Toshiba inserts carbon for 20nm transistors
Toshiba says it has come up with a way to make transistor channels for future 20nm devices, providing a way forward for bulk CMOS technology.
The company unveiled the technology at the 2009 International Electron Devices Meeting (IEDM) held this week (8 December) in Baltimore, US. The technology adds carbon to the process to stop light atoms such as boron from diffusing into surrounding areas, which disrupts the channel-doping profile.
The technique works by forming three layers on the surface of the channel: epitaxial silicon (Si), carbon-doped silicon (Si:C), and boron-doped Si:C. The top epitaxial Si layer functions as a low resistance path for the electrons and the holes; the intermediate Si:C acts as a defensive layer to prevent impurity diffusion; and the bottom boron-doped Si:C layer suppresses the fixed charge caused by the Si:C layer formation.
Problems such as degradation in electron mobility in the channel area and variation in threshold voltage will become obvious at 20nm without changes to the manufacturing processes. These problems can be overcome, said Toshiba, by realising a steep impurity distribution in the channel area, a structure that requires a low impurity density surface layer and a high impurity density substrate layer. This structure contributes better gate electrode control over the low-resistance area on the surface by obtaining fine switching of the current.
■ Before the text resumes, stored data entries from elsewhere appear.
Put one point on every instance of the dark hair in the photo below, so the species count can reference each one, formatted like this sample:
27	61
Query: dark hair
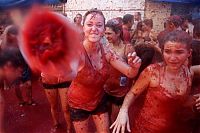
177	36
127	18
93	11
148	22
79	14
13	56
138	13
116	26
196	30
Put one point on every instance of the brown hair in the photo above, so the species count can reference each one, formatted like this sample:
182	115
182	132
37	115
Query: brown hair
148	22
177	36
93	11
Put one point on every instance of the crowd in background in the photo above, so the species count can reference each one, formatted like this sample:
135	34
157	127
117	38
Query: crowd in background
130	56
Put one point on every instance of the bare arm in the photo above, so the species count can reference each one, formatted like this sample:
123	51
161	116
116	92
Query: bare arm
130	69
122	120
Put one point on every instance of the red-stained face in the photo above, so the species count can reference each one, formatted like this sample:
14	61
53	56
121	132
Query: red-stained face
175	54
78	19
111	36
94	27
51	44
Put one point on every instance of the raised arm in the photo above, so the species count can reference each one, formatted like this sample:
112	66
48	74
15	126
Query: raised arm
130	69
122	120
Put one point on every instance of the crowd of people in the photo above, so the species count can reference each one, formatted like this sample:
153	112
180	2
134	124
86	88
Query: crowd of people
130	78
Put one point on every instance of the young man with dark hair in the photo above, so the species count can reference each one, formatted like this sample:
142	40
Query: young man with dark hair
128	21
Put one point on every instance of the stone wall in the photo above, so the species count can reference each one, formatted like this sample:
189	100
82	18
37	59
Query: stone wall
110	8
158	11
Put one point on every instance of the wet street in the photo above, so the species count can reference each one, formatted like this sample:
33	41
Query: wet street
29	119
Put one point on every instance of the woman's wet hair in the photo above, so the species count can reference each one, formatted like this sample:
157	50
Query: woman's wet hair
196	30
148	22
177	36
116	26
93	11
127	18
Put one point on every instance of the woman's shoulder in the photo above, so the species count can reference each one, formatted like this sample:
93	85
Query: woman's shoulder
155	67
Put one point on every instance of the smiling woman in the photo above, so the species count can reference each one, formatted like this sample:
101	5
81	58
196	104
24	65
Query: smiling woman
162	92
86	93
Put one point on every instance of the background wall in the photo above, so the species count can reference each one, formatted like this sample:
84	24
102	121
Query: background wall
110	8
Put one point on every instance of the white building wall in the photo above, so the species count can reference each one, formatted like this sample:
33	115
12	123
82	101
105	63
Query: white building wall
110	8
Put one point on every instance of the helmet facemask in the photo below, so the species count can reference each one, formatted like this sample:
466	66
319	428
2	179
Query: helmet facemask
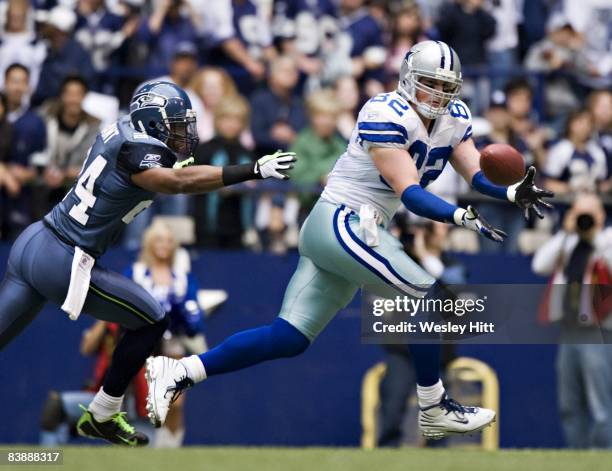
180	134
420	72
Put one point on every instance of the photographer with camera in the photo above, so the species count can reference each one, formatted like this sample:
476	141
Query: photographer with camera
579	258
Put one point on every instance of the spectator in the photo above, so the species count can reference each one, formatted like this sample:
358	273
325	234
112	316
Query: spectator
406	31
183	69
70	133
280	114
305	31
591	18
171	23
132	54
62	409
27	151
6	132
18	41
6	135
65	56
466	26
211	85
519	101
600	105
101	33
245	54
556	56
358	49
318	145
575	257
225	218
576	163
176	290
502	48
347	95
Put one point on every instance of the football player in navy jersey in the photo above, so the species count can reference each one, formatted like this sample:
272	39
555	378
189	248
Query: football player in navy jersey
55	259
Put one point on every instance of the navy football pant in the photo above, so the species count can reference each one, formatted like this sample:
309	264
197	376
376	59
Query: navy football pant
39	270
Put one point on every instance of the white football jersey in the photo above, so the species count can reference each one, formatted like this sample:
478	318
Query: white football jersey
388	120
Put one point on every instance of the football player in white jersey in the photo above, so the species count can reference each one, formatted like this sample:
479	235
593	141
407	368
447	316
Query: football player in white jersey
401	142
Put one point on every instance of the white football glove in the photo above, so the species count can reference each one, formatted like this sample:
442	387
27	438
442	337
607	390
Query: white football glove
529	197
275	165
470	219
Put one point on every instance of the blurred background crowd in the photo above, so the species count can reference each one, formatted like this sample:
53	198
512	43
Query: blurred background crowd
292	74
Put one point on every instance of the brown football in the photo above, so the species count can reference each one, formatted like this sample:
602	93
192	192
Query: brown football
502	164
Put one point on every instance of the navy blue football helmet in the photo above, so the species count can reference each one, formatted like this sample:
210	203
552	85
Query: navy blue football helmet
163	111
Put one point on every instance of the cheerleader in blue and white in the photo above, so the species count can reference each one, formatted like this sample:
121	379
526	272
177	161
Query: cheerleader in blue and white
163	269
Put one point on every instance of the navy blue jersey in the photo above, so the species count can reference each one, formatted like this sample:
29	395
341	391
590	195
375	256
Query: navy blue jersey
104	198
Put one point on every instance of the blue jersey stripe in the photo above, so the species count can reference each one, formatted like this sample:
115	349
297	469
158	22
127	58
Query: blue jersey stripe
391	138
382	126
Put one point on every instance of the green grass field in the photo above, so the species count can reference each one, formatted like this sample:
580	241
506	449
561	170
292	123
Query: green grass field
323	459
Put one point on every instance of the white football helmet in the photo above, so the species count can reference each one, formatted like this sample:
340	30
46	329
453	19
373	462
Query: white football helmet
433	60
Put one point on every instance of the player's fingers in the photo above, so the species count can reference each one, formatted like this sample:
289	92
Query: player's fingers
537	211
543	193
546	204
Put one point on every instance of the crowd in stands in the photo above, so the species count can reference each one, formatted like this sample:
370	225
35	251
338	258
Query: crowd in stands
264	75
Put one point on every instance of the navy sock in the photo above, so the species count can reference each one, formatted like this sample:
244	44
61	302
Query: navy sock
426	359
250	347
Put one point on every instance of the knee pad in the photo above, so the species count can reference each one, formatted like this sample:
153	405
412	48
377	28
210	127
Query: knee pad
289	339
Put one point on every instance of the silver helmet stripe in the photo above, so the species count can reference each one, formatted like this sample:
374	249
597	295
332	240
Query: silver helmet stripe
442	54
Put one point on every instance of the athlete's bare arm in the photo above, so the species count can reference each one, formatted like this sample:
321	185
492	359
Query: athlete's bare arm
194	179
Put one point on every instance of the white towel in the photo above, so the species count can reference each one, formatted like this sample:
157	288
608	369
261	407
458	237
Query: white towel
368	223
80	275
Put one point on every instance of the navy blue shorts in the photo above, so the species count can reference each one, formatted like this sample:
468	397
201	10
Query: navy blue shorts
39	271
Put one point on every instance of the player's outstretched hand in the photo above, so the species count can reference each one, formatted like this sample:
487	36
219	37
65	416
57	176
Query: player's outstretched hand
276	165
528	197
475	222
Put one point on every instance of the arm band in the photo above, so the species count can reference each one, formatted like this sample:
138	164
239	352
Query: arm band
232	174
428	205
483	185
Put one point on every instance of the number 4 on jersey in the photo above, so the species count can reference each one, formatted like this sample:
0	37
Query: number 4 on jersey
84	190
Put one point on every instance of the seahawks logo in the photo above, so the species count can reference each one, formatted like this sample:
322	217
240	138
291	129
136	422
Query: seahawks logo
148	100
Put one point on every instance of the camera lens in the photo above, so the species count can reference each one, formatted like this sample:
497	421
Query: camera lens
585	222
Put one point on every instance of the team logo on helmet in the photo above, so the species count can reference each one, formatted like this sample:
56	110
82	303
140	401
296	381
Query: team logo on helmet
148	100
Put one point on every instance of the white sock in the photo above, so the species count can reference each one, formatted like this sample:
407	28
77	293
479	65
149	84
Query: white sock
195	368
430	395
164	438
104	406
Toshiba has confirmed that application of this novel structure achieves a boost in performance surpassing that of the conventional channel structure by 15 to 18 per cent.
Tosiba said previous R&D efforts have largely focused on nMOS transistors, in which channel impurities diffuse easily, or on examining the introduction of new solutions, such as SOI wafers and a 3D gate structure. Toshiba's new technology realises a high-performance 20nm generation process without employing such techniques but simply by optimising impurity materials and processes.
Arsenic has been confirmed as a potential candidate for the pMOS channel impurity. In the pMOS device, unwanted fixed charge accumulation in the gate insulator, due to the carbon in the Si:C layer, is resolved by adding a boron-doped silicon layer under the Si:C layer.